Atatürk Fransız Kadın Gazetecisini Davet Etmişti
Tarihimizin en karanlık günlerinde Milli Mücadele yıllarının ölüm-dirim savaşında Türk davasının haklı olduğuna inanılmakla beraber kazanılacağına henüz kanaat getirmediği bir anda, düşman milletlere mensup olup da bizden yana söylemek, yazı yazmak cesaretini gösteren nadir insanlar arasında iki sima yükselmektedir.

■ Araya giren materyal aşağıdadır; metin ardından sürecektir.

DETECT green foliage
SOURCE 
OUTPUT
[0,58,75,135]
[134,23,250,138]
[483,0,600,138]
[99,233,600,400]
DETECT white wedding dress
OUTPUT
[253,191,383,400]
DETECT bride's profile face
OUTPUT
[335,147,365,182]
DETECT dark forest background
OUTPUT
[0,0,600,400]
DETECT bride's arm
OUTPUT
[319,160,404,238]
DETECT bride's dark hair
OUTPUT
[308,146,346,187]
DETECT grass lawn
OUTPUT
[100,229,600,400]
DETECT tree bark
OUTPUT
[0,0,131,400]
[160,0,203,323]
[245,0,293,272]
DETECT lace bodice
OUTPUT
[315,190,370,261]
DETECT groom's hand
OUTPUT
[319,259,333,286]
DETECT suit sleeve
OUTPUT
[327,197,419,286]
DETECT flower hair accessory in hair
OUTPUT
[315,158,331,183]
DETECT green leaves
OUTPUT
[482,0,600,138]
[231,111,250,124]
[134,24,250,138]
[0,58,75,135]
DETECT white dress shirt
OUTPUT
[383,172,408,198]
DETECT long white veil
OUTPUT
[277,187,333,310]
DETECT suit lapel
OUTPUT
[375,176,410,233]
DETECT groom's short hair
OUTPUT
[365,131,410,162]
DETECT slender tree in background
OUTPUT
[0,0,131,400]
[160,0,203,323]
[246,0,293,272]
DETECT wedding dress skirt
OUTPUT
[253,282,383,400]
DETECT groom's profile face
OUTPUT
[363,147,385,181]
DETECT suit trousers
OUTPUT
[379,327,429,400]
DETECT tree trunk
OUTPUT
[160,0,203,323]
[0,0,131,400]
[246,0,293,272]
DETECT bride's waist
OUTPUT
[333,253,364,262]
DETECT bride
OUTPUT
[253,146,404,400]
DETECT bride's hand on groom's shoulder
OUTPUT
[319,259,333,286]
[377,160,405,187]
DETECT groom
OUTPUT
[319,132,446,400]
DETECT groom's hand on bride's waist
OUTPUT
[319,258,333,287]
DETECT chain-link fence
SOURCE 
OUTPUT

Bunlar, adları pek az işitilen ve kendilerini tanımış olanların da yavaş yavaş hafızalarından silinen iki Fransızdır: Biri Mareşal Lyautey, diğeri madame Gaulis.
Akla gelen ilk sual bu şahısların ne yaptıkları ve bilhassa gazeteci bir kadının Türklere ne suretle hizmet ettiğidir.
ATA’NIN MEKTUBU
Atatürk’ün Mareşal Lyautey’e Madame Gaulis vasıtasıyla gönderdiği 28 Aralık 1921 tarihli teşekkür mektubu bu iki Türk dostunun hizmetlerini öven tarihi bir vesikadır. Atatürk’ün Sakarya Muharebesi arasında umumî karargahından Madame Gaulis’e yazdığı 5 Eylül 1921 tarihli mektup bu gazeteci kadına karşı Büyük Askerin duyduğu sempatiyi ve ona verdiği değeri ispata yeter. Atatürk bu mektubunda hem muharebeden bahsederek düşmanı mağlup etmek azmini belirtiyor, hem de Madame Gaulis’i Ankara’ya davet ediyordu.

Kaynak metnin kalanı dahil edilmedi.